No entanto, a realidade para além do cenário foi aparecendo. Em desespero, descobriram que não tinham mais o monopólio da informação, nem do judiciário. Iniciaram a atividade de ‘noticiar’ a realidade de um desgoverno, mas não mais faziam análises e ou julgamentos de valor, apenas noticiavam. A neutralidade jornalística voltou à retórica. O país presenciou uma CPI demonstrando a manipulação, a fraude, o roubo até com vacinas. A televisão se tornou garantista, e diante das provas irrefutáveis de maracutaia, exigiam provas mais concretas, pois não se tinha uma fotografia ou áudio. Deixaram o assunto morrer como uma grande derrota do novo governo. Na época ainda não tinham perdido a trágica figura, aquele que queria ser Quixote contra os moinhos, mas em vez de Pança tinha Dallagnol como parceiro. Este Quixote não lutou contra moinhos de vento, ele criou moinhos de vento. Diante das mensagens, testemunhos e principalmente do abandono governamental e de parte do espectro político de direita, Moro foi se transformando mais e mais numa triste figura. Hoje parece um espectro caminhando de gabinete em gabinete e de tribunal para tribunal. Bem abatido mantém a esperança de ainda ressuscitar como político. No meio tempo, não se recusa a beijar a mão de Bolsonaro ou de Dino. Do jeito que está, a tal da direita que de moderada não tem nada, perde a grande esperança branca. Esta direita ainda não sabe se continua ou se abandona de vez o Bolsonaro. Na mídia, o cinismo impera. Para quem achava que uma visita a um vendedor de apartamento, e pedalinhos eram provas concretas e contundentes para avalizar a prisão de um ex presidente, agora acham que roubos de jóias, inúmeras entrevistas e lives, trocas de mensagens, reuniões com embaixadores, reuniões ministeriais são apenas provas circunstanciais. Segundo Octavio Guedes, planejar um golpe de estado não é crime. Tem-se que provar que o mandante fez parte da execução. Algo assim como: ele atirou para matar, mas errou o tiro, portanto isto não é crime. E assim Octavio Guedes, se torna influencer Bolsonarista. Afinal, isto é tudo que os Bolsonaro e bolsonaristas querem ouvir. No momento todos sabem que a minuta do golpe andou pela mão e cabeça dos Bolsonaros, mas como diz o Octavio Guedes, não tem a assinatura.

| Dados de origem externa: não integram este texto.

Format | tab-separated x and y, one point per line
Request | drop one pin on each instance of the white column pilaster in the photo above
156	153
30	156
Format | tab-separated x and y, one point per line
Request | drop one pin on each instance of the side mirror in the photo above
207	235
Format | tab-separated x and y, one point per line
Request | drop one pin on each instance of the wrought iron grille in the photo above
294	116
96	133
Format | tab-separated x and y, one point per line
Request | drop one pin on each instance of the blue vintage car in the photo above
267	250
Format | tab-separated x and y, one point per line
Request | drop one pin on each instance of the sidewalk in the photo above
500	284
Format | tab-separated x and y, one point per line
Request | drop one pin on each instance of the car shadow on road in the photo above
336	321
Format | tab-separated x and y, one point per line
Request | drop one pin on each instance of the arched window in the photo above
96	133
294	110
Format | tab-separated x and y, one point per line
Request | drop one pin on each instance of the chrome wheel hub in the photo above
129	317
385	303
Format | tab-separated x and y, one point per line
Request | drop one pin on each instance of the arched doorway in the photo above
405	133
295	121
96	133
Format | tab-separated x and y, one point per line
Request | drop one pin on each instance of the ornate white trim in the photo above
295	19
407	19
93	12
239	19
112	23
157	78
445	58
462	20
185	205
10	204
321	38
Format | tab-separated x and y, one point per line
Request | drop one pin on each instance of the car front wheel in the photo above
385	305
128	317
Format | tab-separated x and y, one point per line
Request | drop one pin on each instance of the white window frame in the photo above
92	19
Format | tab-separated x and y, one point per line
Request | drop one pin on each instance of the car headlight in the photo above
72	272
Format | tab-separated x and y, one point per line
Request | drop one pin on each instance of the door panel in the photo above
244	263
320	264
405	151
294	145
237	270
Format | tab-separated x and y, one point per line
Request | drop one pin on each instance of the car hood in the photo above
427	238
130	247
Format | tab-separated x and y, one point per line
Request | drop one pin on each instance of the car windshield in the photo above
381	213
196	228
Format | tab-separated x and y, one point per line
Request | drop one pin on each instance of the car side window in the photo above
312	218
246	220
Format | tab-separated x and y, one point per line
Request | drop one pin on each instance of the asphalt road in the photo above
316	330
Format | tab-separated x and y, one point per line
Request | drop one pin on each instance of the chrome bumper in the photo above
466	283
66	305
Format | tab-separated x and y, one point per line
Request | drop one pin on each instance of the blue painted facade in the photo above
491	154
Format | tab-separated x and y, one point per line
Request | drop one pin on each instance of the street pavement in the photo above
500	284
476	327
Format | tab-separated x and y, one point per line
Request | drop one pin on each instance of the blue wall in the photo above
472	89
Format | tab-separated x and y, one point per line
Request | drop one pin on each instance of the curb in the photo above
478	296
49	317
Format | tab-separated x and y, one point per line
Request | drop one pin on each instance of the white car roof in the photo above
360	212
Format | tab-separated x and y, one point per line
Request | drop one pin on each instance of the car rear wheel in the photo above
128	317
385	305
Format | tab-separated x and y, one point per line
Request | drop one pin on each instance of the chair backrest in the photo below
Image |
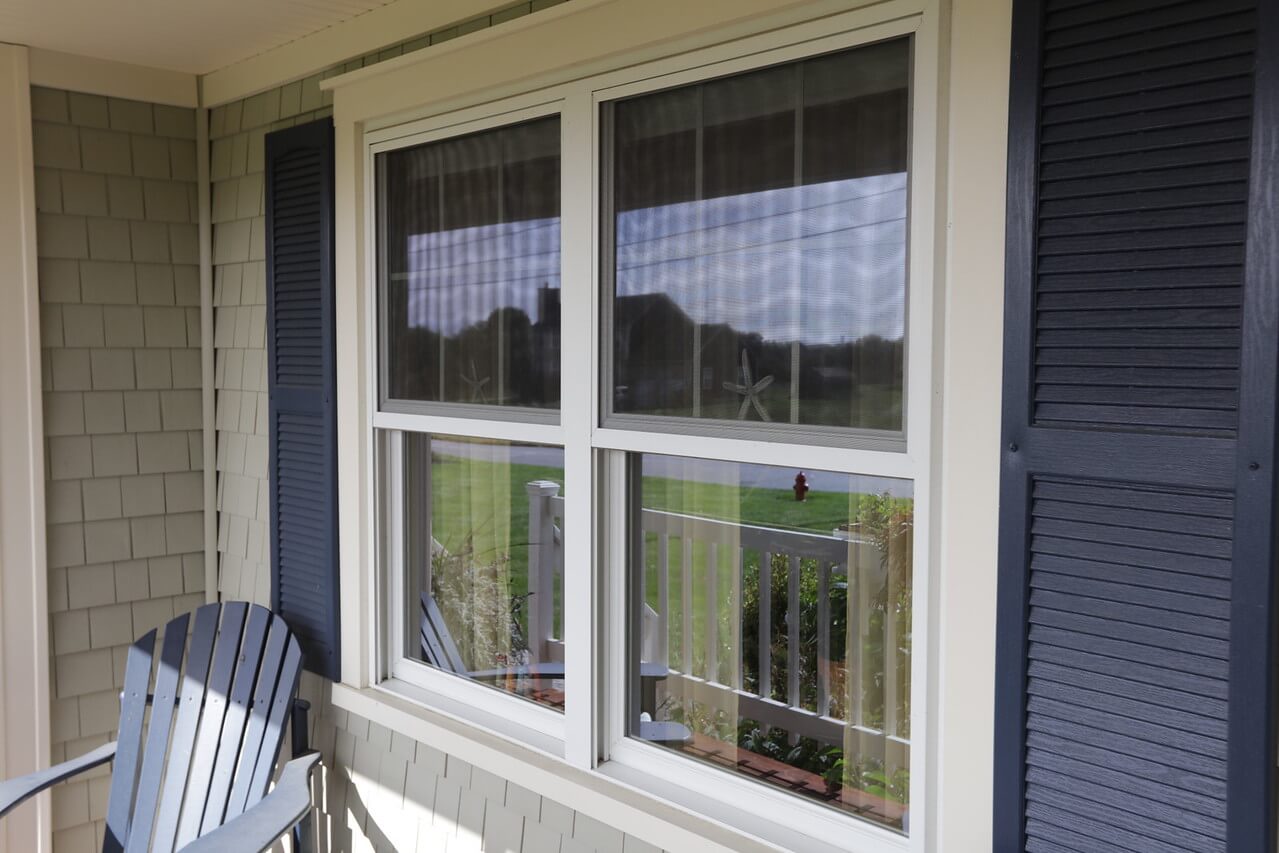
438	646
215	725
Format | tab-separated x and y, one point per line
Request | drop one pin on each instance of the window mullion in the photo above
580	370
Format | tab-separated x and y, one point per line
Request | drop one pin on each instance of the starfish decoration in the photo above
476	384
750	391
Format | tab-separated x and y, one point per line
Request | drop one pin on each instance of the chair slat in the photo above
443	647
216	696
235	719
124	774
280	706
163	709
264	695
183	739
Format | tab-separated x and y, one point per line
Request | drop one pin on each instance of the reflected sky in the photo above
824	264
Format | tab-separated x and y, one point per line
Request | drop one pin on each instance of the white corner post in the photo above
207	395
23	582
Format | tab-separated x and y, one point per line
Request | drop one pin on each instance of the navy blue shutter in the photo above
1135	679
299	319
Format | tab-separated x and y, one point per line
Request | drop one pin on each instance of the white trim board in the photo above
115	79
24	728
311	54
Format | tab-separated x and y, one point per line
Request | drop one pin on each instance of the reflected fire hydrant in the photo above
801	486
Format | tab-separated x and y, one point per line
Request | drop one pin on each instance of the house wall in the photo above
124	448
381	790
117	246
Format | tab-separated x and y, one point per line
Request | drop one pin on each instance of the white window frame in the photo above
911	462
590	734
440	420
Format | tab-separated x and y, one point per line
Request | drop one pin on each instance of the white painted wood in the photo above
965	550
24	734
207	394
596	64
197	39
592	39
385	24
85	73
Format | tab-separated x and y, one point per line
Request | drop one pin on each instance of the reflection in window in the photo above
485	560
760	244
471	258
779	613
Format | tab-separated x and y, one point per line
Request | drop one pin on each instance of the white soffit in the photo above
189	36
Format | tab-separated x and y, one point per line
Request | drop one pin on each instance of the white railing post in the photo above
541	565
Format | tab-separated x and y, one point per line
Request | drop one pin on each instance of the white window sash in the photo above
592	725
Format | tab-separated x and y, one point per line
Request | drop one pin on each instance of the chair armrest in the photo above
258	828
14	792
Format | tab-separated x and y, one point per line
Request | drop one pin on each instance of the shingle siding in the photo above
115	189
115	230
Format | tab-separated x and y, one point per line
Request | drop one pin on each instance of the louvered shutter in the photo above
1135	640
303	388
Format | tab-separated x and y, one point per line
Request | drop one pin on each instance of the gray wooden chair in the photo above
195	776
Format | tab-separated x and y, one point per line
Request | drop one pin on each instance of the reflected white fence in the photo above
687	551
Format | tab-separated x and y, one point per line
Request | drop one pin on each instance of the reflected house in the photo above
661	356
545	358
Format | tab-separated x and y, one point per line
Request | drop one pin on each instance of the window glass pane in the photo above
759	260
771	634
484	562
471	260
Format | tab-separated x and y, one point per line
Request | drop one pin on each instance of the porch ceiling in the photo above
192	36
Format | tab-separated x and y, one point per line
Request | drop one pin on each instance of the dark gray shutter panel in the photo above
1136	600
299	305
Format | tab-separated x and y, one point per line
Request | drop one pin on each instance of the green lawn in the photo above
486	503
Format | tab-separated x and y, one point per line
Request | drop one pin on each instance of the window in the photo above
771	626
656	335
470	320
482	562
471	265
759	244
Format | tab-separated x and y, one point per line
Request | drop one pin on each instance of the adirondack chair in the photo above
196	776
439	650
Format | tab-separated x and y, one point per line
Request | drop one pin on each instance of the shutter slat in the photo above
303	393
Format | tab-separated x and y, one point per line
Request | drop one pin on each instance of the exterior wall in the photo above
381	790
235	132
115	197
385	792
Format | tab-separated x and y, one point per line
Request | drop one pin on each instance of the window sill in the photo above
654	810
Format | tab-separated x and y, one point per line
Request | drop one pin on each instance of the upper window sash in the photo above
738	242
489	351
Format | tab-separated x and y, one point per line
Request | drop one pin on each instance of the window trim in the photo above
594	716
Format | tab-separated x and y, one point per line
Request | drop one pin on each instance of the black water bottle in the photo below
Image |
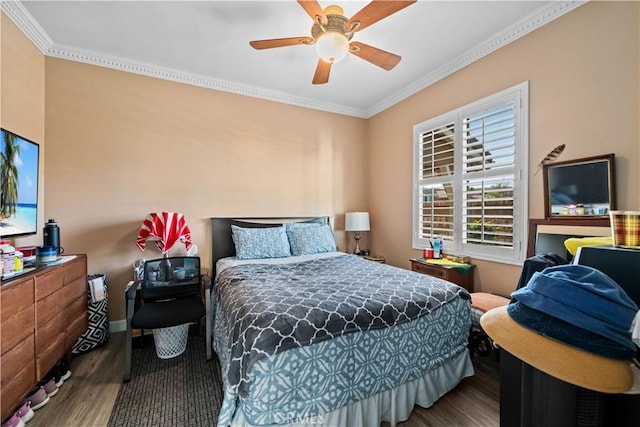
51	233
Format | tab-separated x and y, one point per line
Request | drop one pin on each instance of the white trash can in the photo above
171	342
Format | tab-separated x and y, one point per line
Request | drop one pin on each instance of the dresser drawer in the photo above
75	289
48	307
463	278
16	297
49	332
49	356
17	359
431	271
48	283
16	328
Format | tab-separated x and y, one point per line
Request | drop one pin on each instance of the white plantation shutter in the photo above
470	169
436	168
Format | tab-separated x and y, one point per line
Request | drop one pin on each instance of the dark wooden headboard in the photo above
222	242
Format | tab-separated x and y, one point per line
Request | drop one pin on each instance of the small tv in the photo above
18	185
580	188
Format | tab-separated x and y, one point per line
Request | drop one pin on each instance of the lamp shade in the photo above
357	221
332	46
165	229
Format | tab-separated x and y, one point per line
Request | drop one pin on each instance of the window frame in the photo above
519	95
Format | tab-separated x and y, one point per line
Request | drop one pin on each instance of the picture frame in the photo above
580	188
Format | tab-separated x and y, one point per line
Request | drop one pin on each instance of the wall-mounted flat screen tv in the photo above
18	185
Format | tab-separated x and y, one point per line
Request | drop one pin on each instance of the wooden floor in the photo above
87	397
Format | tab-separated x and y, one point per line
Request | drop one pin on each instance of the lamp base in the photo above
357	251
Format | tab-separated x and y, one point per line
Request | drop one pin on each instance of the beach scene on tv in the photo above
18	185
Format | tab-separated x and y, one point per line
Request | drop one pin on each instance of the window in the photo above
470	178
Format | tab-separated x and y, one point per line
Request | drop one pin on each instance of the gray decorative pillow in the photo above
258	243
311	240
291	225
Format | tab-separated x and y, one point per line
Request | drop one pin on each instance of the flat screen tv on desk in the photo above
19	185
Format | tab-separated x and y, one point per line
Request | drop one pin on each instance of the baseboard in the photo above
118	326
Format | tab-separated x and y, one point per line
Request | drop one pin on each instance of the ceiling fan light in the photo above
332	46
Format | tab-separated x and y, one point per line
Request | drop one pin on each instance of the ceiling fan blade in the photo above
376	11
379	57
314	10
289	41
322	72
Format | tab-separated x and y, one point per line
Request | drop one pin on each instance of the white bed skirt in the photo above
392	406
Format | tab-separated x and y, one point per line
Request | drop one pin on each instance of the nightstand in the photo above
461	277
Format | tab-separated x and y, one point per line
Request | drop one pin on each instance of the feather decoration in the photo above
553	154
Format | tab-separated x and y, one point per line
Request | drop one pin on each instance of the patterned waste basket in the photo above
172	341
97	334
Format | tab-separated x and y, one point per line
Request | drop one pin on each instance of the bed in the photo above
320	337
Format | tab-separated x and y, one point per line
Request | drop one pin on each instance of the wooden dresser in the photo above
43	313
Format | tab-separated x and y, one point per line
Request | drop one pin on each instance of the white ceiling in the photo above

Enquanto as provas vão se acumulando, e enquanto no Guarujá, litoral de São Paulo, a mortandade continua sob comando direto de Tarcisio, segundo a mídia, o problema de segurança do país é Lewandovski. Não tiveram sequer tempo para desfazer as suspeitas de coincidência. Na semana da posse bateram em Lewandovski sugerindo fraqueza diante do crime organizado, na semana seguinte uma fuga rocambolesca ocorre numa prisão de segurança máxima. A mídia sabe, tanto quanto todos nós, que a fuga não teria ocorrido se não houvesse conivência e auxílio de funcionários. Isto pode ter sido um auxílio conveniente na semana da posse do Ministro. Isto se tornou a notícia principal durante a semana. Deputados já pedem a vinda do ministro para explicações, que já foram dadas. A imprensa questiona os presídios de Segurança Máxima. Segundo Guedes e Dualibi, o ministério tem que dar uma resposta para uma sociedade brasileira alarmada!!!!. Segundo eles é uma vergonha, o alambrado. Com duas camadas e mais rolos de arame farpado, me lembravam os filmes de campo de prisioneiros, mas na descrição deles era apenas o alambrado do campinho de futebol.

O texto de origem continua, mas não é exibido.